Für Bürgermeister Joachim Rodenkirch ist hierbei die vertrauensvolle Kooperation mit der Landwirtschaft das herausragende Merkmal der getroffenen Vereinbarung:

„Mit der heute unterzeichneten Vereinbarung machen wir deutlich, dass die Herausforderungen einer sich immer schneller wandelnden Welt und die sich daraus für eine Kommune wie unsere Stadt Wittlich ergebenden Spannungsfelder wirkungsvoll nur gemeinsam angegangen werden können und sich dabei intelligente Lösungen finden lassen, mit denen zunächst vorhandene gegensätzliche Positionen zum Vorteile beider Seiten überwunden werden können.“

Dr. Thomas Rätz, Geschäftsführer der KULA, sieht das Projekt als wegweisend für die Zusammenarbeit von Kommunen und Landwirtschaft an. „Die Umsetzung von Ausgleichsmaßnahmen über Produktionsintegrierte Kompensation (PIK) mindern den Flächendruck, was letztlich allen Beteiligten zu Gute kommt. Wir sind der Stadt Wittlich dankbar, dass sie diesen auch nach Naturschutzrecht inzwischen ausdrücklich erwünschten Ansatz mit der Stiftung Kulturlandschaft in der Praxis umsetzt.“

Die Stiftung Kulturlandschaft Rheinland-Pfalz wurde von der Landwirtschaftskammer Rheinland-Pfalz, dem Bauern- und Winzerverband Rheinland-Nassau e. V., dem Bauern und Winzerverband Rheinland-Pfalz Süd e. V. und dem Gemeinde- und Städtebund Rheinland-Pfalz e.V. gegründet. Sie dient dem Ziel, die wertvolle, landwirtschaftlich geprägte Kulturlandschaft zu erhalten und zu fördern. Sie setzt sich dafür ein, die Interessen von Landwirtschaft und Naturschutz in Einklang zu bringen und Ziele des Naturschutzes unter Rücksichtnahme auf die vor Ort tätigen Landwirte erfolgreich umzusetzen. Sie folgt der Überzeugung, dass finanzierbarer und nachhaltiger Naturschutz nur mit den vor Ort tätigen Flächenbewirtschaftern funktionieren kann. Daher steht der Leitgedanke Naturschutz durch Nutzung bei ihr an erster Stelle.

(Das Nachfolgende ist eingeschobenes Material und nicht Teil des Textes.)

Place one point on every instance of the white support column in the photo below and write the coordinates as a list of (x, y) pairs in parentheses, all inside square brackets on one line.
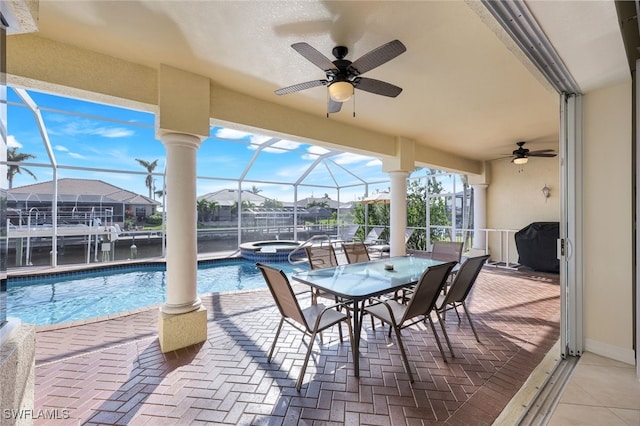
[(398, 216), (182, 267), (182, 123), (479, 215)]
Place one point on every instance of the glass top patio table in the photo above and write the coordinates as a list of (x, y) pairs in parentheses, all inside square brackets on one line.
[(359, 281)]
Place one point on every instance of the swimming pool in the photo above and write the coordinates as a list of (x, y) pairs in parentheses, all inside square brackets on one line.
[(75, 296)]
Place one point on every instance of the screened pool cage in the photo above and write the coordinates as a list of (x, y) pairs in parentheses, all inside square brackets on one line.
[(99, 195)]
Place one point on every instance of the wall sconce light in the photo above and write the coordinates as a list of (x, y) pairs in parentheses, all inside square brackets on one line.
[(546, 192)]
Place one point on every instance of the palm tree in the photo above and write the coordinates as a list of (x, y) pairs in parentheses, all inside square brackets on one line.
[(14, 156), (150, 166)]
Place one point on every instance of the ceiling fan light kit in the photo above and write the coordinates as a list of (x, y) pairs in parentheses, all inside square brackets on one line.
[(344, 76), (341, 91)]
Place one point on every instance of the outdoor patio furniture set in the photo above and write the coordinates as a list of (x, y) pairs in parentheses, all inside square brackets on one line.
[(373, 287)]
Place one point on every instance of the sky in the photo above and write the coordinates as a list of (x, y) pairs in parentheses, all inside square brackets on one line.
[(98, 136)]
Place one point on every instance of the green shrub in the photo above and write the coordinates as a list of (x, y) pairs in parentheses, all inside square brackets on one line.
[(154, 219)]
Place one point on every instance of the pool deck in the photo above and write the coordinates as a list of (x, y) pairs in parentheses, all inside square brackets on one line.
[(113, 372)]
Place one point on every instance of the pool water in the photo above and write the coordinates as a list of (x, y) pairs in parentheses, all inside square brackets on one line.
[(62, 298)]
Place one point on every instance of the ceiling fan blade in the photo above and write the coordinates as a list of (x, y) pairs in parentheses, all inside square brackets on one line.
[(377, 57), (333, 106), (300, 86), (314, 56), (540, 151), (378, 87), (541, 154)]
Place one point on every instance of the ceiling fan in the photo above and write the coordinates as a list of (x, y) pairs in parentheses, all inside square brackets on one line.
[(522, 154), (343, 76)]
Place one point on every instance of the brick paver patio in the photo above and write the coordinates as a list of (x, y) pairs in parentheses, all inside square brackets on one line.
[(112, 372)]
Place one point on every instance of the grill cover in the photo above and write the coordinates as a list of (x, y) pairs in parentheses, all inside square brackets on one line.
[(536, 245)]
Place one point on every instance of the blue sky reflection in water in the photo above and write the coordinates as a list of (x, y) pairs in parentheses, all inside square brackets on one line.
[(95, 294)]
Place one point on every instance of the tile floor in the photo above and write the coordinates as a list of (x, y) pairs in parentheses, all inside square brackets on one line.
[(112, 372), (600, 392)]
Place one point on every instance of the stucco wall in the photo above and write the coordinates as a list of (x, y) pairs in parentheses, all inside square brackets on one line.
[(608, 232), (515, 199)]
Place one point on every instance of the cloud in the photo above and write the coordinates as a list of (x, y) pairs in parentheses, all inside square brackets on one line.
[(12, 142), (115, 132), (348, 158), (87, 127)]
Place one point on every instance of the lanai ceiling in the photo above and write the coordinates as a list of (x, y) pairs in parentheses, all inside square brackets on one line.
[(467, 90)]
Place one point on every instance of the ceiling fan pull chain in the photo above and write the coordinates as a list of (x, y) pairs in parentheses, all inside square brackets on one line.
[(354, 104)]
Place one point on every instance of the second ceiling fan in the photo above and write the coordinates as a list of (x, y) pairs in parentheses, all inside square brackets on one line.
[(343, 76), (522, 154)]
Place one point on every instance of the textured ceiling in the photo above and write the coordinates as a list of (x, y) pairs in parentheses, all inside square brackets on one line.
[(465, 91)]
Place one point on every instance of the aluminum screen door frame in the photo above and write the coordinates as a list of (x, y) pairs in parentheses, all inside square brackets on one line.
[(570, 250)]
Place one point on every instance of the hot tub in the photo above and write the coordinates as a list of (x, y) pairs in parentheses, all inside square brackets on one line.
[(270, 251)]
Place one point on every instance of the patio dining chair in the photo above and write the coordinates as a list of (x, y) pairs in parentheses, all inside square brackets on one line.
[(386, 248), (321, 257), (374, 236), (447, 251), (460, 288), (418, 309), (356, 252), (311, 320), (348, 234)]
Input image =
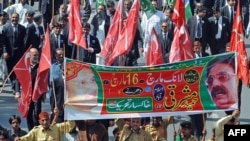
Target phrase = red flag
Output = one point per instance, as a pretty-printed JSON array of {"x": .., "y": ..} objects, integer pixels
[
  {"x": 76, "y": 35},
  {"x": 113, "y": 33},
  {"x": 127, "y": 35},
  {"x": 41, "y": 83},
  {"x": 181, "y": 48},
  {"x": 179, "y": 13},
  {"x": 237, "y": 44},
  {"x": 154, "y": 52},
  {"x": 22, "y": 71}
]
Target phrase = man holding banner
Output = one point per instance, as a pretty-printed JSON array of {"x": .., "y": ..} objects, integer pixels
[{"x": 221, "y": 82}]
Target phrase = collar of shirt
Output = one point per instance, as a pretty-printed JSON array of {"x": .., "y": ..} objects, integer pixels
[
  {"x": 14, "y": 25},
  {"x": 198, "y": 18},
  {"x": 13, "y": 133},
  {"x": 57, "y": 35},
  {"x": 50, "y": 128},
  {"x": 36, "y": 25},
  {"x": 137, "y": 132}
]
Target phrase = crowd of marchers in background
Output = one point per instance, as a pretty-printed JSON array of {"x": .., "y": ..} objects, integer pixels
[{"x": 21, "y": 26}]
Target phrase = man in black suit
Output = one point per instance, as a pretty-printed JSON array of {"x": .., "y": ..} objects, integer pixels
[
  {"x": 220, "y": 3},
  {"x": 198, "y": 50},
  {"x": 92, "y": 48},
  {"x": 45, "y": 6},
  {"x": 166, "y": 38},
  {"x": 228, "y": 11},
  {"x": 209, "y": 5},
  {"x": 219, "y": 33},
  {"x": 34, "y": 33},
  {"x": 13, "y": 47},
  {"x": 196, "y": 119},
  {"x": 197, "y": 27},
  {"x": 57, "y": 40}
]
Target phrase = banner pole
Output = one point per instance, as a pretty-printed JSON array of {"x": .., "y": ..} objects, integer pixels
[
  {"x": 53, "y": 7},
  {"x": 5, "y": 81}
]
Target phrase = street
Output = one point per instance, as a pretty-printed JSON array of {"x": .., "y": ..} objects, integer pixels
[{"x": 8, "y": 107}]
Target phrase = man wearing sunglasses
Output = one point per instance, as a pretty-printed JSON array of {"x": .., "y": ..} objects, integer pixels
[{"x": 221, "y": 82}]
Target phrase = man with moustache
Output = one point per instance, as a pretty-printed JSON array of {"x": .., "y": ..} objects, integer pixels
[
  {"x": 35, "y": 106},
  {"x": 13, "y": 47},
  {"x": 221, "y": 82}
]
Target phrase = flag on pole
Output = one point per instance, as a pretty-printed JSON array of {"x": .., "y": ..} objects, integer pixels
[
  {"x": 148, "y": 8},
  {"x": 41, "y": 83},
  {"x": 154, "y": 52},
  {"x": 237, "y": 44},
  {"x": 76, "y": 35},
  {"x": 171, "y": 3},
  {"x": 127, "y": 35},
  {"x": 179, "y": 13},
  {"x": 113, "y": 33},
  {"x": 188, "y": 12},
  {"x": 181, "y": 48},
  {"x": 22, "y": 71},
  {"x": 99, "y": 2}
]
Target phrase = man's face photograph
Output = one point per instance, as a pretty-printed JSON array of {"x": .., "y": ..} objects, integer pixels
[{"x": 221, "y": 85}]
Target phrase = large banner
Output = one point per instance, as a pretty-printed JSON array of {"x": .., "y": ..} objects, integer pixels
[
  {"x": 199, "y": 85},
  {"x": 1, "y": 6}
]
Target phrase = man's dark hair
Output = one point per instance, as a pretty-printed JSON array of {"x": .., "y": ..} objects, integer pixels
[
  {"x": 227, "y": 60},
  {"x": 4, "y": 134},
  {"x": 14, "y": 117},
  {"x": 115, "y": 130},
  {"x": 200, "y": 9},
  {"x": 110, "y": 3},
  {"x": 86, "y": 25}
]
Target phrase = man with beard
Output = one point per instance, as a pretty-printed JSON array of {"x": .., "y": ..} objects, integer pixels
[
  {"x": 21, "y": 8},
  {"x": 35, "y": 106},
  {"x": 13, "y": 47},
  {"x": 221, "y": 82},
  {"x": 158, "y": 128}
]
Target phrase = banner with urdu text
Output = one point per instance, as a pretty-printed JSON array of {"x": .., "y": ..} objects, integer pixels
[{"x": 198, "y": 85}]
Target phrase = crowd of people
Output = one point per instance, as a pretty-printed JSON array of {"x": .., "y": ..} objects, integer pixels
[{"x": 21, "y": 26}]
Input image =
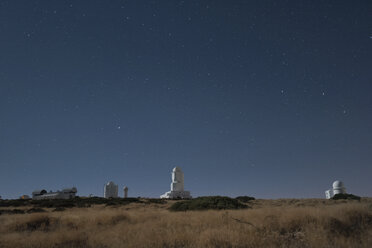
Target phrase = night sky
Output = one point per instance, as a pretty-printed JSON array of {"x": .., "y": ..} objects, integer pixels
[{"x": 270, "y": 99}]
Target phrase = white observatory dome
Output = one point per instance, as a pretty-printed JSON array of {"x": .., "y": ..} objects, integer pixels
[{"x": 337, "y": 184}]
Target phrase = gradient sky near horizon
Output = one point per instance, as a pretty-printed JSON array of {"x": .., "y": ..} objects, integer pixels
[{"x": 270, "y": 99}]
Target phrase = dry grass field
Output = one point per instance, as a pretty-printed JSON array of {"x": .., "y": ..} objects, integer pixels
[{"x": 266, "y": 223}]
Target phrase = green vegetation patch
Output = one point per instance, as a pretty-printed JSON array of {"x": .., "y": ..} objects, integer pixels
[
  {"x": 346, "y": 197},
  {"x": 245, "y": 198},
  {"x": 67, "y": 203},
  {"x": 207, "y": 202}
]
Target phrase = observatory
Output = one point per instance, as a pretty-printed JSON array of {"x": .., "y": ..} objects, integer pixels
[
  {"x": 125, "y": 189},
  {"x": 337, "y": 188},
  {"x": 68, "y": 193},
  {"x": 177, "y": 186},
  {"x": 110, "y": 190}
]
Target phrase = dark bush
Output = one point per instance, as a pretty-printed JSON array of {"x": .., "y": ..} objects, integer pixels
[
  {"x": 15, "y": 203},
  {"x": 346, "y": 197},
  {"x": 156, "y": 201},
  {"x": 59, "y": 209},
  {"x": 245, "y": 198},
  {"x": 207, "y": 202},
  {"x": 35, "y": 210},
  {"x": 11, "y": 211}
]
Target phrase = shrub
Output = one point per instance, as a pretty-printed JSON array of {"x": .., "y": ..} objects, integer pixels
[
  {"x": 207, "y": 202},
  {"x": 12, "y": 211},
  {"x": 346, "y": 197},
  {"x": 156, "y": 201},
  {"x": 245, "y": 198}
]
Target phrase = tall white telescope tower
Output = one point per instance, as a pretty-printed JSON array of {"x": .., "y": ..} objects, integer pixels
[{"x": 177, "y": 186}]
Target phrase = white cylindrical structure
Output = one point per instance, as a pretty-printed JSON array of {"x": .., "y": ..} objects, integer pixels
[
  {"x": 125, "y": 191},
  {"x": 110, "y": 190},
  {"x": 177, "y": 180},
  {"x": 338, "y": 188}
]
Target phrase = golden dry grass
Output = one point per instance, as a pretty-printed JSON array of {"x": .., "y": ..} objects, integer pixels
[{"x": 269, "y": 223}]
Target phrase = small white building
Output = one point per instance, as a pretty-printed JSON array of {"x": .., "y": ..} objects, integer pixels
[
  {"x": 68, "y": 193},
  {"x": 337, "y": 188},
  {"x": 110, "y": 190},
  {"x": 177, "y": 186}
]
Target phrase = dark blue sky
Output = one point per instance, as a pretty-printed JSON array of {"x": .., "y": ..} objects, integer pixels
[{"x": 264, "y": 98}]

Die Schaffung von Kompensationsflächen in Form der heute getroffenen Vereinbarung ist nur ein Baustein im Bemühen der Stadt, ein nachhaltiges und flächenschonendes Kompensationskonzept aufzubauen. So wird bereits verstärkt ein Augenmerk auf die Wiederaufnahme einer nachhaltigen Bewirtschaftung von Brachflächen, insbesondere im Bereich Streuobst, gerichtet. Ein weiterer Schwerpunkt wird auf die Einbeziehung von Gewässerrandstreifen gelegt. Hierzu wurde ein Bachauenkonzept erarbeitet, welches die Potentiale der städtischen Gewässer aufzeigt, um eine möglichst optimale Flächenausnutzung sowohl für den Gewässerschutz und die Gewässerentwicklung als auch für die Landwirtschaft zu erreichen.

In enger Abstimmung mit der Landwirtschaftskammer und dem Ministerium für Umwelt, Energie, Ernährung und Forsten wird derzeit nach einem gangbaren Weg für ein diesbezügliches gemeinsames Engagement gesucht.

Auch hierbei steht die KULA für weitere Kooperationen mit der Stadt Wittlich zur Verfügung, so dass sich Bürgermeister Rodenkirch und der Vorstandsvorsitzende der KULA, Rudolf Schneichel, in nicht allzu ferner Zukunft womöglich erneut in angenehmer Atmosphäre im Stadthaus in Wittlich treffen werden.